We have successfully run an office network with various Linux servers (Ubuntu) and Windows+Linux clients for several years now. One server acts as and internal DNS server using the DNSmasq light-weight DNS server package.
And just today I found out that the command
$ nslookup machine.domain.com
works, but
$ nslookup machine.domain.com/
does NOT work --> Non-existent domain / NXDOMAIN
This happened on an Ubuntu machine as well as on a Windows machine.
Is this just because here (i.e. when using cmds like "nslookup" or "host"), the slash at the end is considered being part of the domain name, i.e. top-level domain being "com/"? Or does it indicate some misconfiguration of our internal DNS server?

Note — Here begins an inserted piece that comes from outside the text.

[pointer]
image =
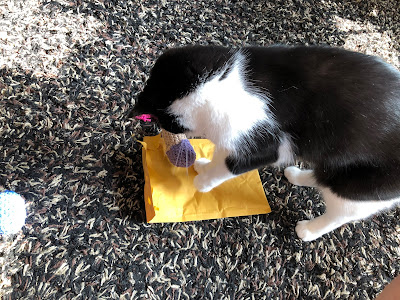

Obviously, browsers "usually" handle this slash correctly in the sense that they use just the domain name without the slash for DNS lookup and thus get an answer. I put the "usually" here because just today I came across a fresh Firefox installed on a fresh Ubuntu 22.04 LTS installation where entering the slash in the browser address bar (i.e. machine.domain.com/
) strangely ended with the NXDOMAIN error message mentioned above.
And - even stranger - only after a successful lookup by removing the trailing slash, it also started to work with the "slashed address". This latter behavior might be caused by Firefox caching...
Anyone having some insights for me? Is it maybe even a combination of my missing understanding how DNS works (i.e. a trailing slash or even a subsequent path actually really points to a "different domain") and a Firefox bug (i.e. erroneously including the slash in the DNS query in the installed Firefox version)? Thanks!